Other artists tried to create a counter trend – instead of transferring physical assets (or generic digital assets to the blockchain), they created blockchain native works that are directly connected to NFTs. On of the first examples of such practices is Autoglyphs, started in 2019 by Matt Hall and John Watkinson, creators of CryptoPunks. The most common case for NFTs is that the actual files are stored in a separate database off chain and the NFT just records the associated link via a hash, thus not having any temper-proof protection that is blockchain native – meaning that the original file can be modified and there would be no proof of this alteration on the decentralized blockchain ledger. In contrast, Autoglyphs tackle the limitations of the blockchain and create artworks that are actually stored on chain via a small and efficient code that generates the work. The output image is not actually stored on the blockchain, rather it is generated every time someone interrogates the code stored there – similar to how a Sol LeWitt certificate of authenticity works.
Other examples involve reversing the flow, from the digital world into the physical realm – one such example is CRYPTO ART – Begins, one of the first art history books regarding crypto art. Originally released in digital format, it can be purchased as an NFT, each uniquely customized by one of the artists featured in the book. Owners of the NFTs then have a choice to burn the NFT (destroy it) in order to receive the physical version of the book or keep the original NFT and expect its value to increase. The creators market this approach as “The first PHYGITAL BOOK about Crypto Art”. The approach bridges different mediums, as the book appears in physical bookshops around the world, it is present on NFT trading platforms and also allows access to a Metaverse gallery where all the artists involved are exhibited.

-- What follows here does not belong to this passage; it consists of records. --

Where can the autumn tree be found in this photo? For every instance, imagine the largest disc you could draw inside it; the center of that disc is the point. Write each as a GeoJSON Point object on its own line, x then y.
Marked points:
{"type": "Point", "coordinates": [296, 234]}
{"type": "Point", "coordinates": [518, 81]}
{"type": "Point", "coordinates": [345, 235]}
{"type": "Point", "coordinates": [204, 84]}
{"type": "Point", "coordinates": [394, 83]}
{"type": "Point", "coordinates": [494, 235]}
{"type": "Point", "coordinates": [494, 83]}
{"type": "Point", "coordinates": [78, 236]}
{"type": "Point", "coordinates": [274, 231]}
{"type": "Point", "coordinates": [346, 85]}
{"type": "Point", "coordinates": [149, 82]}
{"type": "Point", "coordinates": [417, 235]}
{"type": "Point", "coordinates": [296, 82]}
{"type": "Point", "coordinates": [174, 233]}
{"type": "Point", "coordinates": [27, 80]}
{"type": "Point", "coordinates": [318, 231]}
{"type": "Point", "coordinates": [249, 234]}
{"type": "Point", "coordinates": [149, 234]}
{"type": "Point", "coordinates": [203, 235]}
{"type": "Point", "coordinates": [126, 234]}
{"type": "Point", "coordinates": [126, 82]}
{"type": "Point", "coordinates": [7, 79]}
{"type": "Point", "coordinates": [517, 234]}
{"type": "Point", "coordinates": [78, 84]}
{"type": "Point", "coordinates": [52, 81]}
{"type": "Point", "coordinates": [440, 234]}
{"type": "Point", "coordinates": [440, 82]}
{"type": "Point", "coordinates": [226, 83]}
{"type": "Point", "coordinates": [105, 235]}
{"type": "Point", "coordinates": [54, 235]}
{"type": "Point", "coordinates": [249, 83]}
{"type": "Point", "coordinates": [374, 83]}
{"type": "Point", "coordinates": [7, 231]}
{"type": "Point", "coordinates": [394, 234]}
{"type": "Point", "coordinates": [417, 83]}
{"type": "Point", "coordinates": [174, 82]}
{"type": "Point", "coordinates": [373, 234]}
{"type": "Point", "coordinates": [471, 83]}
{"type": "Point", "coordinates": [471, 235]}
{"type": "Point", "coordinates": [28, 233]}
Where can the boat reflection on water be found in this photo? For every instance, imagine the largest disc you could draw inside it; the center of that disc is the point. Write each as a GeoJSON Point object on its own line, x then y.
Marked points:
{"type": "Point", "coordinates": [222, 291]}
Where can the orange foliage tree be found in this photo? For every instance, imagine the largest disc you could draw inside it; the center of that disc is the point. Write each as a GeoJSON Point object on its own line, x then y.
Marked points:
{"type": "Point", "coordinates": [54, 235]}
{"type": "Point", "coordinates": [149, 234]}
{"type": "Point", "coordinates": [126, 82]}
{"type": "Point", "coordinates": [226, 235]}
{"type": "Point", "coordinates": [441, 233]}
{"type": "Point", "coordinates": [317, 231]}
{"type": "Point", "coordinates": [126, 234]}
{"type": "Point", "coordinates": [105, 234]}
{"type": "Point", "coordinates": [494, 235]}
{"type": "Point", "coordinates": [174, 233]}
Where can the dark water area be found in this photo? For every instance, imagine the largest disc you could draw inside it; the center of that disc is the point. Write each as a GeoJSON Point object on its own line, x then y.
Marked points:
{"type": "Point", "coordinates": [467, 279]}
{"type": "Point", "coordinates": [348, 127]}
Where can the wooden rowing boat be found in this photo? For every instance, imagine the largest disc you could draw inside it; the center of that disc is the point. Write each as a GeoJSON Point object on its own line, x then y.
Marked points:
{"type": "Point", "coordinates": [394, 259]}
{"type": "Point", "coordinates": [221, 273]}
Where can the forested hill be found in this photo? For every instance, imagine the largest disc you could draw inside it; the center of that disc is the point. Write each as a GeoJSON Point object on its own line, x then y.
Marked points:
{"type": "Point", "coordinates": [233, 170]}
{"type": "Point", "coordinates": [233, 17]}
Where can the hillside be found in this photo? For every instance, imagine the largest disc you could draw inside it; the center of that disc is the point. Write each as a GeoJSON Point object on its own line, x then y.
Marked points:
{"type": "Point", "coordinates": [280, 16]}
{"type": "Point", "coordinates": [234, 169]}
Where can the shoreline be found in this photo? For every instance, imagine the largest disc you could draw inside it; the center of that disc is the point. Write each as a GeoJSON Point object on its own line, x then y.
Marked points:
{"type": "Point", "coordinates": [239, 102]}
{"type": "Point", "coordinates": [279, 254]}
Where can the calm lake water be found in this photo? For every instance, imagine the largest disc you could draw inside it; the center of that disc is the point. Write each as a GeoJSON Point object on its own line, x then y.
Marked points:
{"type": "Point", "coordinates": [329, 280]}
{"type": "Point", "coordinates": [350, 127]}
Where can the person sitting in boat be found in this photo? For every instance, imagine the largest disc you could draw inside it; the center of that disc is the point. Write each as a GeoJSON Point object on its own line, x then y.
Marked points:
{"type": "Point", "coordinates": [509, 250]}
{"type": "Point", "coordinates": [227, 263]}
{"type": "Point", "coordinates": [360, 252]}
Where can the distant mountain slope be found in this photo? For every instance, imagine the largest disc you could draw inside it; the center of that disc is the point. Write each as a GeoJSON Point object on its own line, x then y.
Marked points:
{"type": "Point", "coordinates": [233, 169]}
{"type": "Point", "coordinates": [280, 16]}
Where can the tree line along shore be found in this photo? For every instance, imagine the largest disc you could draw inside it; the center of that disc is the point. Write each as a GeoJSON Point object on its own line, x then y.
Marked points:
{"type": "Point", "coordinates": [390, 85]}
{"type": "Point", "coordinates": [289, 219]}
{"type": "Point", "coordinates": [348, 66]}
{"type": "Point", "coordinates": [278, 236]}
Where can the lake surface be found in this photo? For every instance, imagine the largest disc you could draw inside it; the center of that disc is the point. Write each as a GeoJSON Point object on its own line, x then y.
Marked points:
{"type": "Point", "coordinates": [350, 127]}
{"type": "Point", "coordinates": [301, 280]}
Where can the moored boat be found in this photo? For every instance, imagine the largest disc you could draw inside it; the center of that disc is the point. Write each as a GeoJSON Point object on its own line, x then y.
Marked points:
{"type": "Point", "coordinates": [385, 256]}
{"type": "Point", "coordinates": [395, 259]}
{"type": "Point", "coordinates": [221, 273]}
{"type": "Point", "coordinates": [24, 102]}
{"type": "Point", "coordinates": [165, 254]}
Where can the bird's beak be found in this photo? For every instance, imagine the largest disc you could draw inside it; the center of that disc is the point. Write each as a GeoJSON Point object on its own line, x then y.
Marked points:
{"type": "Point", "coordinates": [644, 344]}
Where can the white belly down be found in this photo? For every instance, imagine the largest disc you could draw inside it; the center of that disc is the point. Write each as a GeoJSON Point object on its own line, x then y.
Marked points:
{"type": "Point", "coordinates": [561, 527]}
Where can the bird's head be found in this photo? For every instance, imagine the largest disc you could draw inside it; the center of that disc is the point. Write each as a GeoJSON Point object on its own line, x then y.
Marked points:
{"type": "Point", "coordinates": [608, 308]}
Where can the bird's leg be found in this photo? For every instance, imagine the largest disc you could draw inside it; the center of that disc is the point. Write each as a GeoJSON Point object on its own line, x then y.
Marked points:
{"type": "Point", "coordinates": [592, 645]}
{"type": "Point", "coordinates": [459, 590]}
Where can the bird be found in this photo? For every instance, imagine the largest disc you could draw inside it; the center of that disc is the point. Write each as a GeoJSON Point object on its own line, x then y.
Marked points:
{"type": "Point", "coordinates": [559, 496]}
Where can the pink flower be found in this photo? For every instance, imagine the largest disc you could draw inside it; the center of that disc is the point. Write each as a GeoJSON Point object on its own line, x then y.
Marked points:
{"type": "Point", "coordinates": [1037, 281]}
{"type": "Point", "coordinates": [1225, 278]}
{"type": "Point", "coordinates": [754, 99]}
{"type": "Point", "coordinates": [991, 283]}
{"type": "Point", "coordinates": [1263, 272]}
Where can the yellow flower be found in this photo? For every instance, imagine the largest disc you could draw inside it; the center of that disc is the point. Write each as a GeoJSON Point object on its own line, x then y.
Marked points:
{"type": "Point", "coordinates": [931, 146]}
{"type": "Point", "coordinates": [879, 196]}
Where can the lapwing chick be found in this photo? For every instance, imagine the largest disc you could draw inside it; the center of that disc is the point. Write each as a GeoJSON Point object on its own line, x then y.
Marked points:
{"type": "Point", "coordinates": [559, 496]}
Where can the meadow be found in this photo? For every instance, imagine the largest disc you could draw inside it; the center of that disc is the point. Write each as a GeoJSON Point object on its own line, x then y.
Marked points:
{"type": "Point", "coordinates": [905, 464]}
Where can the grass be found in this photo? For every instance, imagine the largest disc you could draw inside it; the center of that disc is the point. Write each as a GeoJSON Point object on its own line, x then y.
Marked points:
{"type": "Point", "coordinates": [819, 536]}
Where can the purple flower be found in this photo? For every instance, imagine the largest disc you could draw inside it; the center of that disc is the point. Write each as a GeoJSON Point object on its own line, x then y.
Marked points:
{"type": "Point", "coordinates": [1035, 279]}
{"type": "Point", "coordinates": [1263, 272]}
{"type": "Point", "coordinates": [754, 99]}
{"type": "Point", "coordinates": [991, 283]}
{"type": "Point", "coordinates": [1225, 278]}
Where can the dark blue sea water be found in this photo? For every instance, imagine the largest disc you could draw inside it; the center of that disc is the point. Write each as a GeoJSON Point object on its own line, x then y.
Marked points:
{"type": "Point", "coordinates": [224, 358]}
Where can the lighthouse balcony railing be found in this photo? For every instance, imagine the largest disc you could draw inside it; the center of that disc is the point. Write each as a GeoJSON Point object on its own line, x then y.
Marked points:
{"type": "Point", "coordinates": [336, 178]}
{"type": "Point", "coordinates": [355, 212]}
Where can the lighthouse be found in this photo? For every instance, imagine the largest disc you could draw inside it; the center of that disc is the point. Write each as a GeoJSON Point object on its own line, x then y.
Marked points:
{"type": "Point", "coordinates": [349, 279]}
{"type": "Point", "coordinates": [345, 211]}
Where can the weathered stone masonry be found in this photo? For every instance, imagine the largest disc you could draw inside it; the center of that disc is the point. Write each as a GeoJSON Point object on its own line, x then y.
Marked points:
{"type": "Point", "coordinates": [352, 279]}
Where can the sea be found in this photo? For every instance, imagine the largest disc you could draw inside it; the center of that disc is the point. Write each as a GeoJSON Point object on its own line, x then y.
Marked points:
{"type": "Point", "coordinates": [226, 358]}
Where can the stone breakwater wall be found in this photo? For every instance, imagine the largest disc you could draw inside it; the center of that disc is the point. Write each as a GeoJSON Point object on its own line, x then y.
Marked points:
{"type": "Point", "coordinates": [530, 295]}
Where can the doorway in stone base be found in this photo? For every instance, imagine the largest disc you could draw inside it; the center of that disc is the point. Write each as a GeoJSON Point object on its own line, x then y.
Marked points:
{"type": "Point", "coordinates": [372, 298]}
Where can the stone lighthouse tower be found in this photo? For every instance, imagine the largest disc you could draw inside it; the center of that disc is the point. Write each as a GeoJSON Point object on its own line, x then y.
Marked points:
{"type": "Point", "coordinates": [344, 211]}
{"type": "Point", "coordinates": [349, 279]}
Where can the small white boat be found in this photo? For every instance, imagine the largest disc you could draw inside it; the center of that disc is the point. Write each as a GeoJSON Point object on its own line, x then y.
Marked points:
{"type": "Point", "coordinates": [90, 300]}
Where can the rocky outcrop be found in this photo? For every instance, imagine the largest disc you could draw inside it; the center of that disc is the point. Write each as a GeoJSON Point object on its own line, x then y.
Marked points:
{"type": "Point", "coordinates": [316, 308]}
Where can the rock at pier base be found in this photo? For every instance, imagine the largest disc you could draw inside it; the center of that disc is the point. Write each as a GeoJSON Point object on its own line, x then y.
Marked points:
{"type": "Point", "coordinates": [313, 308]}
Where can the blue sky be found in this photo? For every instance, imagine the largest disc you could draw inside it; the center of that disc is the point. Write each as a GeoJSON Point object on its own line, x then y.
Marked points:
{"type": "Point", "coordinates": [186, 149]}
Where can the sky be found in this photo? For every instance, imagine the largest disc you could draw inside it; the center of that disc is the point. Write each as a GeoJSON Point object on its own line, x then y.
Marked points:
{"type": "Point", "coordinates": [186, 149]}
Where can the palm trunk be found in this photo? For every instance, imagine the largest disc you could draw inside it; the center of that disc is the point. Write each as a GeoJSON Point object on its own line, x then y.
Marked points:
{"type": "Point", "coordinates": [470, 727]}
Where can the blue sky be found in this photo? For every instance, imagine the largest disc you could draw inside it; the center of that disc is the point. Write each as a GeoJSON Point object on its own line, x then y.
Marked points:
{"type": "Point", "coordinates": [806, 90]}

Going through all these examples of how digital artworks function across different mediums and platforms, we also need to take a step back and look at the wider context of the digital art world. The NFT market has fallen – Bloomberg reports a 97% drop compared to the peak at the beginning of the year. To put this into perspective, in the past half a year, two trillion dollars evaporated from the crypto space. This can be partially attributed to the crash of the cryptocurrency market; however, this would be only partially true. If we were to look at the number of traders, it has decreased by less than 7%. Average price for the most popular NFT collection decreased significantly but not enough to justify a 97% drop – for example, Bored Ape Yacht Club (BAYC) price decreased by only 25%. The causes are deeper than that and they are connected to how we relate to the NFT phenomenon overall. Early this year, it was revealed that over 80% of the NFTs that were minted for free on OpenSea were fake or stolen. Extreme marketing strategies (see the glass photographic plates example above) are just re-enforcing the absurdity of the fad. Wide adoption of NFTs as a good-for-all solution across various art mediums (from digital to more traditional ones), without making clear usage of the WEB3 advantages, is adding to the confusion. As the FOMO (Fear Of Missing Out) trend is dissipating, along with most of the monetary value associated with digital art, it is the perfect moment to reconsider its role in the contemporary art market and establish the foundation for what it should become, building strategies upon this foundation.